A single terrorist who has murdered and maimed at will for three years around Baghdad while mocking the U.S. military and thousands of intelligence agents is finally crushed by bombs, and then the president’s top aide learns that he will not go to prison. No one ever needed a good week more, and for President Bush those two events pass for a stellar week.
Bush could hardly have enjoyed better news than the special prosecutor’s announcement that he will not seek indictments of Karl Rove, unless it were the mass conversion of Iraqi insurgents to a peaceful Shiite faith. Keeping your brain trust out of jail is not a lot to brag about unless absolutely nothing has gone your way for 18 months. Bush must feel that he has a new lease on his political life.
That should be a healthy thing for the country, which does not need a completely neutered president for two and a half perilous years. For our sake, may he make the best of it.

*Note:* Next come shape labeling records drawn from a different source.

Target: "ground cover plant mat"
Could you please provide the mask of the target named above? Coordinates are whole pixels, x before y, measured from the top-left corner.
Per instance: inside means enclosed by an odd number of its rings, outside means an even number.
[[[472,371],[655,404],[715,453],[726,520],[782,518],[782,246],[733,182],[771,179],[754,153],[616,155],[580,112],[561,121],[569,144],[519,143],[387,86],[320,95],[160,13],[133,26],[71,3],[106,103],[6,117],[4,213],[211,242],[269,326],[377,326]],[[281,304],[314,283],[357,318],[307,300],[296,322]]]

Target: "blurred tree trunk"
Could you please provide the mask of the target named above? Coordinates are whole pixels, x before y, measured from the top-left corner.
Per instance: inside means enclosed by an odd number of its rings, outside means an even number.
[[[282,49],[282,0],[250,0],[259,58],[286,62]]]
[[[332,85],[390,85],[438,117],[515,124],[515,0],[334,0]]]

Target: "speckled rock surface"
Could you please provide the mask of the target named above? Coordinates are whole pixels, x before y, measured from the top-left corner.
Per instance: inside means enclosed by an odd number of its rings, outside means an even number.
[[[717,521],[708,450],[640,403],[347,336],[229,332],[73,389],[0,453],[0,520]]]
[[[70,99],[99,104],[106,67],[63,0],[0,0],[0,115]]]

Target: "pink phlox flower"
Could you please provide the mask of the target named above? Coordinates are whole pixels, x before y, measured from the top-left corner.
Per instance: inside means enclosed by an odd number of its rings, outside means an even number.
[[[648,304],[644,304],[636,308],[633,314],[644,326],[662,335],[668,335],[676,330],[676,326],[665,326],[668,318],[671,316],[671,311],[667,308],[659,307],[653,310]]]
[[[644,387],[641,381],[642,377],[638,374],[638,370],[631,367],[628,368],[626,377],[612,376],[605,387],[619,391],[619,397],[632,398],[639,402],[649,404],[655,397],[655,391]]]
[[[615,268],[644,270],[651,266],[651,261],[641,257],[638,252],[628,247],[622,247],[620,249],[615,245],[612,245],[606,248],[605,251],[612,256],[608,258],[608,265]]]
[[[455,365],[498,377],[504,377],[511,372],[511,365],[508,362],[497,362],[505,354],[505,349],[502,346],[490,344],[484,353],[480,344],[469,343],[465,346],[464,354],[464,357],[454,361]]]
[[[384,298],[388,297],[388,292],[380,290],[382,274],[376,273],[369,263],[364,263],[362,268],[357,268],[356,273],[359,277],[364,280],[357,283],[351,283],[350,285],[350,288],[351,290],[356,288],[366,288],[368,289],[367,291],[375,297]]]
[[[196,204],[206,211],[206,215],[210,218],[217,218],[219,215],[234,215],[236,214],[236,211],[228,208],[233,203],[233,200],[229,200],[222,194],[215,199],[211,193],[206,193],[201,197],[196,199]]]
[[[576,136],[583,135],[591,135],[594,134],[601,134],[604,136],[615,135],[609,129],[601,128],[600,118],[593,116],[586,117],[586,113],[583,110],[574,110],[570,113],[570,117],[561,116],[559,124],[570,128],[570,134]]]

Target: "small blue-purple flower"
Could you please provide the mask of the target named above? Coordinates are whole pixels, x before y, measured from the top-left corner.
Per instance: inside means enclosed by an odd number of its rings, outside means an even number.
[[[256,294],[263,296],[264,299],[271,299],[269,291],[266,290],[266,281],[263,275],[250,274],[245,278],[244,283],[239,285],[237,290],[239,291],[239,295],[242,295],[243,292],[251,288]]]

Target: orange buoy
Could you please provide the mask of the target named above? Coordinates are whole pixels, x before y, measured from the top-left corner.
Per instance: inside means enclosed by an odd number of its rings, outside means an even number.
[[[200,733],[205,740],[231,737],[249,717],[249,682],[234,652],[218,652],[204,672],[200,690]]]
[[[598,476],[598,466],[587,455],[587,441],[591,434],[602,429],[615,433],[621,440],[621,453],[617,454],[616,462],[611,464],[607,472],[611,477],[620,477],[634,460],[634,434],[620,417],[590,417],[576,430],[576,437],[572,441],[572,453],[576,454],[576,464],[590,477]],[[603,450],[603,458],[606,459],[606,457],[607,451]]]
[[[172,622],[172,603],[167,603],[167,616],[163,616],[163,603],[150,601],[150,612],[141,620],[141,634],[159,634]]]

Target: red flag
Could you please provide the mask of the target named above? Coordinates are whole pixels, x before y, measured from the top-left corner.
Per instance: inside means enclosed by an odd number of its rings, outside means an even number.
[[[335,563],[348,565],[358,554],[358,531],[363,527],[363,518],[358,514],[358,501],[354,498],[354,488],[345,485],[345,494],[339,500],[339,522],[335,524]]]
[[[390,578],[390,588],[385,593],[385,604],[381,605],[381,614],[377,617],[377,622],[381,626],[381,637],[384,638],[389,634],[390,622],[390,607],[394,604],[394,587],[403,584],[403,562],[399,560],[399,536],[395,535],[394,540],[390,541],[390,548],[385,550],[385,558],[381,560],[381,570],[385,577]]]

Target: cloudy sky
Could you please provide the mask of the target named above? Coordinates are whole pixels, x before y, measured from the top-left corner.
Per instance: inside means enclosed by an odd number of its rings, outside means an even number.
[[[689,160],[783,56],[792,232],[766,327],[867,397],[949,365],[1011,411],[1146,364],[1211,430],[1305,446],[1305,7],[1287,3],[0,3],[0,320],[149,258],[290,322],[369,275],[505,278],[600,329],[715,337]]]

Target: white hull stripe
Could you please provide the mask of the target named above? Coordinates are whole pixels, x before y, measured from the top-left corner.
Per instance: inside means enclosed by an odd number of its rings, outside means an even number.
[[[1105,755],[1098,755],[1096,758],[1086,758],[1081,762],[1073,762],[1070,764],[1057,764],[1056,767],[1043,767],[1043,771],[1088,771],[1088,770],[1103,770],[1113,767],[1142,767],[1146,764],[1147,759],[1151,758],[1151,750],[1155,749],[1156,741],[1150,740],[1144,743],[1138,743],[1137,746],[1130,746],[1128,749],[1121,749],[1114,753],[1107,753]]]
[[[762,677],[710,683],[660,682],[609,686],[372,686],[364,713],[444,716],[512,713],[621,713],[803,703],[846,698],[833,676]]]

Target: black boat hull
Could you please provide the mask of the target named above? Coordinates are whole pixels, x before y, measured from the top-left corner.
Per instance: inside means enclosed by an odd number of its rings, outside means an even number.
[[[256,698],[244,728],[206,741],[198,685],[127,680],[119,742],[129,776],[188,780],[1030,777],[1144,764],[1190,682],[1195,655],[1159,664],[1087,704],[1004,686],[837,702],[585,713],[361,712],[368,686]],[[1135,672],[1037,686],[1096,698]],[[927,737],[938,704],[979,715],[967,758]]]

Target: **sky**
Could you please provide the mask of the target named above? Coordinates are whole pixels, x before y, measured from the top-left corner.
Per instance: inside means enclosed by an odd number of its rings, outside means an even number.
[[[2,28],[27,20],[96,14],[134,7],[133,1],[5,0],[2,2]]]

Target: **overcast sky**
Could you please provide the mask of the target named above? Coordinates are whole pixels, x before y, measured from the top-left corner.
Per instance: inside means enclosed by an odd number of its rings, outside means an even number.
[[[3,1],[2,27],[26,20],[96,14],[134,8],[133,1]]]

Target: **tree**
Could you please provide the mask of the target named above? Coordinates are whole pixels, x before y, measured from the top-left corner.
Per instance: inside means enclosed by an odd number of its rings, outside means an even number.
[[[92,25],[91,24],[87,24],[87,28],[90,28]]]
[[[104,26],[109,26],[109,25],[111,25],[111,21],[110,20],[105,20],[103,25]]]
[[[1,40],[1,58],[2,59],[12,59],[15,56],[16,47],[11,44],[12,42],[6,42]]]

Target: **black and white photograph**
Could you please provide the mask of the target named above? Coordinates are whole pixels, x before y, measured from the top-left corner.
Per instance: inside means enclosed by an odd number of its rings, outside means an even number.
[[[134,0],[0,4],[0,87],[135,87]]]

But he and the country should keep Special Prosecutor Fitzgerald’s notice in perspective. Rove is not exonerated and the damage that he and whoever guided him did to the country and the presidency cannot be recompensed by a no-indictment letter. President Bush said he would fire anyone involved in leaking the identity of a secret agent, and Rove publicly and solemnly declared that he had absolutely nothing to do with it and had no knowledge of it. But it turned out that it was he who directed the operation from the White House. Still, the president did not fire him or anyone else in the gaggle of insiders who participated.

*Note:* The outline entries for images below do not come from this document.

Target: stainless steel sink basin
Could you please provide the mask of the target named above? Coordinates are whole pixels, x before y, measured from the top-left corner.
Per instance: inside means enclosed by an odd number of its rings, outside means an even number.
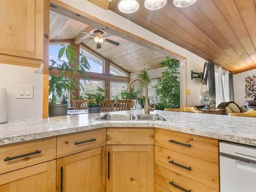
[[[96,120],[151,120],[157,121],[166,120],[157,114],[140,114],[140,115],[130,115],[130,114],[106,114],[102,117],[99,117]]]
[[[137,115],[138,120],[149,120],[152,121],[162,120],[166,121],[165,119],[157,114],[143,114]]]
[[[135,119],[135,115],[129,114],[107,114],[98,117],[96,120],[128,120]]]

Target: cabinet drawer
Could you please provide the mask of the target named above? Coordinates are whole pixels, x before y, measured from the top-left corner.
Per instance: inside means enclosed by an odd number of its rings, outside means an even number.
[[[160,166],[155,167],[156,183],[170,190],[171,191],[189,191],[193,192],[217,192],[218,189],[209,187],[202,183],[189,179]],[[184,190],[181,190],[181,187]]]
[[[154,128],[111,127],[106,129],[107,144],[154,143]]]
[[[57,157],[106,145],[106,129],[57,136]]]
[[[56,158],[56,137],[0,146],[0,174]]]
[[[179,153],[155,146],[156,164],[216,189],[219,188],[218,165]]]
[[[218,164],[218,139],[161,129],[155,129],[155,144]]]
[[[172,192],[166,188],[163,188],[162,186],[160,186],[158,184],[155,183],[155,192]]]

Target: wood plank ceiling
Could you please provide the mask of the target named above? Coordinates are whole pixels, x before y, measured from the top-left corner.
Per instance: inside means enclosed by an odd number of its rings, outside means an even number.
[[[256,0],[197,0],[185,8],[167,1],[150,11],[138,0],[136,12],[110,9],[153,33],[234,73],[256,68]]]
[[[93,31],[92,27],[53,11],[50,11],[50,27],[51,40],[74,39],[77,44],[82,42],[80,39],[91,37],[81,33],[82,31]],[[166,54],[116,36],[111,36],[108,38],[118,42],[120,45],[116,46],[103,42],[101,48],[97,49],[94,39],[86,40],[82,42],[130,73],[139,71],[144,68],[158,68],[159,63],[166,57]],[[97,59],[96,57],[91,59]]]

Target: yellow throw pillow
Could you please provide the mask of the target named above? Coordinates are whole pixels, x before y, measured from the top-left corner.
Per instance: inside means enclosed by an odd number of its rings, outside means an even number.
[[[231,103],[228,104],[228,107],[232,111],[232,113],[241,113],[240,110],[238,106],[234,103]]]

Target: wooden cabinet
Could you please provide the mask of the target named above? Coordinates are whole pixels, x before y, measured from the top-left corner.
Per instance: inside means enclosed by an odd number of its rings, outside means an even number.
[[[153,145],[107,146],[107,192],[152,192]]]
[[[0,192],[55,192],[56,160],[0,175]]]
[[[38,67],[44,49],[44,1],[0,2],[0,63]]]
[[[57,160],[57,191],[105,191],[106,147]]]

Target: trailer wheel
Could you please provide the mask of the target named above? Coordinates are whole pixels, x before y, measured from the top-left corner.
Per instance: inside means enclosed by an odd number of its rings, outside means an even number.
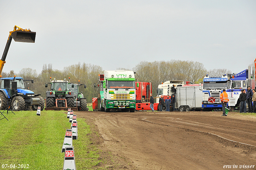
[[[74,103],[75,99],[73,97],[67,97],[66,98],[67,99],[67,105],[68,108],[73,108]]]
[[[190,108],[189,108],[189,106],[186,106],[186,108],[185,108],[185,110],[186,112],[189,112],[189,111],[190,110]]]
[[[53,97],[46,97],[46,108],[52,108],[54,106],[54,98]]]
[[[87,102],[86,99],[80,99],[80,111],[87,111]]]
[[[0,92],[0,110],[5,109],[7,107],[8,99],[5,97],[2,92]]]
[[[23,110],[25,109],[25,100],[21,96],[16,96],[12,101],[12,110],[14,111]]]
[[[180,108],[179,109],[179,111],[180,111],[180,112],[184,112],[185,111],[185,107],[184,106],[180,107]]]

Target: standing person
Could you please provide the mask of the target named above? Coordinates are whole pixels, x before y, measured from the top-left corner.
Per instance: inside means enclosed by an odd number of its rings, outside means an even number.
[[[164,104],[164,96],[161,95],[161,97],[159,98],[159,111],[162,112],[163,108],[163,105]]]
[[[150,94],[150,105],[149,106],[150,108],[151,109],[151,110],[152,112],[154,112],[154,98],[152,96],[152,94]]]
[[[222,111],[223,111],[223,114],[221,116],[226,116],[228,114],[226,113],[225,108],[227,107],[227,104],[229,100],[228,98],[228,94],[226,92],[226,90],[223,89],[223,92],[220,94],[220,99],[221,104],[222,105]]]
[[[176,111],[176,109],[175,109],[175,95],[174,94],[172,94],[172,111]]]
[[[166,112],[170,112],[170,103],[171,99],[170,98],[169,94],[167,95],[167,97],[165,99],[165,105],[166,106]]]
[[[239,100],[241,103],[240,107],[240,113],[246,112],[246,94],[245,94],[245,90],[241,90],[241,94],[239,96]]]
[[[246,92],[246,100],[247,100],[247,103],[248,104],[248,112],[249,113],[252,113],[252,98],[253,95],[253,93],[252,92],[252,89],[251,89],[251,87],[248,86],[247,88],[247,91]]]
[[[253,95],[252,95],[252,101],[253,102],[253,106],[252,106],[252,112],[253,113],[256,113],[256,91],[255,89],[252,89],[252,92]]]

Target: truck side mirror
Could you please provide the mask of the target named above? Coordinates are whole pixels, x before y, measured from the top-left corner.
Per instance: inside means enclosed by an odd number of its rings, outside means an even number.
[[[235,82],[232,82],[232,84],[231,84],[231,88],[234,88],[235,87]]]

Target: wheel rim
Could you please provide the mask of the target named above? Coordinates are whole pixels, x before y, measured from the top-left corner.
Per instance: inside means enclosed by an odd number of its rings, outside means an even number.
[[[18,109],[19,108],[19,101],[17,100],[14,100],[14,102],[13,102],[13,108],[15,109]]]

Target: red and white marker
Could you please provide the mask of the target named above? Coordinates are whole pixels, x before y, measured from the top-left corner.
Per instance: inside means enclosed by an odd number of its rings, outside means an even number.
[[[72,130],[71,129],[67,129],[65,134],[65,138],[64,138],[64,142],[63,142],[61,152],[63,152],[65,151],[65,148],[66,147],[72,146]]]
[[[76,170],[76,161],[74,152],[74,147],[66,147],[65,148],[65,157],[63,170]]]
[[[38,106],[38,107],[37,108],[37,111],[36,112],[36,115],[37,116],[41,115],[41,108],[40,106]]]
[[[72,138],[74,140],[77,139],[77,122],[72,122],[71,129],[72,130]]]
[[[73,120],[73,115],[74,115],[74,112],[73,110],[70,110],[70,113],[69,116],[69,122],[71,123],[72,120]]]
[[[73,114],[73,118],[72,118],[72,122],[71,122],[71,123],[73,123],[73,122],[76,121],[76,115]]]
[[[67,116],[67,118],[69,118],[69,116],[70,116],[70,111],[68,111],[68,116]]]

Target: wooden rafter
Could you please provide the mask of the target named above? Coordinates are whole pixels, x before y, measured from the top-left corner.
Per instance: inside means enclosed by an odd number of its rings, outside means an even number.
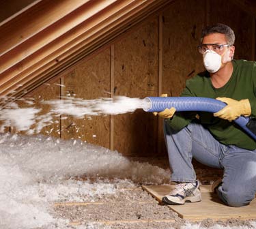
[[[0,94],[34,89],[171,1],[38,1],[0,25]]]

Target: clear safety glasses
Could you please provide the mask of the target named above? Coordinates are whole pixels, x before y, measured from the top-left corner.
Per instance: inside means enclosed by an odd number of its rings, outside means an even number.
[[[199,52],[201,54],[205,53],[205,51],[208,49],[213,50],[219,54],[223,50],[224,47],[229,47],[231,46],[231,45],[229,44],[202,44],[197,46],[197,49]]]

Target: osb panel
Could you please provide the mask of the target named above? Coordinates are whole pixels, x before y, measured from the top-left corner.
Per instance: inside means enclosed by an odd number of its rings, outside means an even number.
[[[203,70],[197,47],[204,10],[201,0],[182,0],[175,1],[163,13],[162,90],[169,96],[179,96],[185,80]]]
[[[253,18],[232,1],[210,1],[210,24],[220,22],[232,28],[236,35],[235,59],[252,60]]]
[[[63,95],[94,100],[109,97],[110,49],[80,63],[64,77]],[[61,120],[61,138],[81,139],[110,147],[110,117],[91,116],[76,119],[68,116]]]
[[[158,95],[158,18],[115,44],[115,95],[144,98]],[[114,149],[136,156],[156,155],[157,119],[137,110],[114,117]]]
[[[25,97],[21,100],[17,100],[16,102],[18,104],[20,108],[40,108],[41,110],[36,114],[36,119],[38,122],[35,125],[31,126],[31,129],[34,131],[33,134],[42,134],[46,136],[51,136],[54,137],[59,137],[60,134],[60,123],[59,117],[56,115],[51,115],[52,121],[51,123],[43,127],[42,129],[36,131],[37,127],[40,127],[41,124],[39,124],[40,121],[45,118],[45,115],[49,114],[51,111],[51,106],[46,104],[44,102],[46,102],[51,100],[59,99],[60,97],[60,88],[59,88],[59,80],[57,80],[52,84],[45,84],[44,87],[42,87],[40,89],[36,91],[31,97]],[[27,103],[27,101],[33,102],[33,105],[29,105]],[[17,132],[15,127],[11,128],[12,133],[18,133],[27,134],[29,134],[29,131],[22,131]]]
[[[176,1],[163,12],[162,91],[169,96],[179,96],[186,80],[203,70],[202,57],[197,48],[203,27],[203,3],[201,0]],[[159,141],[161,153],[165,154],[162,132]]]

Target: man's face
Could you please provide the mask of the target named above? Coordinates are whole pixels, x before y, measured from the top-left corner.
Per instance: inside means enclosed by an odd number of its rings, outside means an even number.
[[[227,40],[226,39],[226,36],[223,33],[211,33],[203,38],[202,44],[218,44],[218,45],[223,45],[223,44],[227,44]],[[227,51],[227,49],[229,49],[229,57],[232,57],[234,54],[235,47],[233,46],[223,46],[221,50],[216,49],[214,48],[214,46],[206,45],[205,46],[208,48],[212,49],[212,50],[215,51],[220,55],[223,55],[225,52]],[[218,47],[217,47],[218,48]]]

Fitzgerald would have had a hard time making the case that Rove violated the spirit of national security law if he was following even the unstated wishes of the single person who had the power to declassify national secrets, the president. It was all a nasty, devious and corrupt affair, and Bush had run in 2000 on the promise of hounds tooth honesty and integrity.
Rove, Vice President Cheney and others in the old White House and the national security apparatus will still have to testify about exactly what they did and why they did it when Scooter Libby goes on trial for lying to agents and the grand jury about the Valerie Plame affair. But that, conveniently, will not be until January 2007 or even later, after the midterm elections will have determined just how long Bush’s new lease on life will be. The no-indictment letter means that Rove will be free now to use his considerable talent to see that those elections turn the Republicans’ way.
We would feel better about this reinvigorated White House if it gave signs its public discourse would be different. But in the evening after learning of his reprieve, Rove was in New Hampshire blasting patriots like Rep. John Murtha, the Korean War hero, as cowards because they called for a calibrated withdrawal of forces to the perimeters.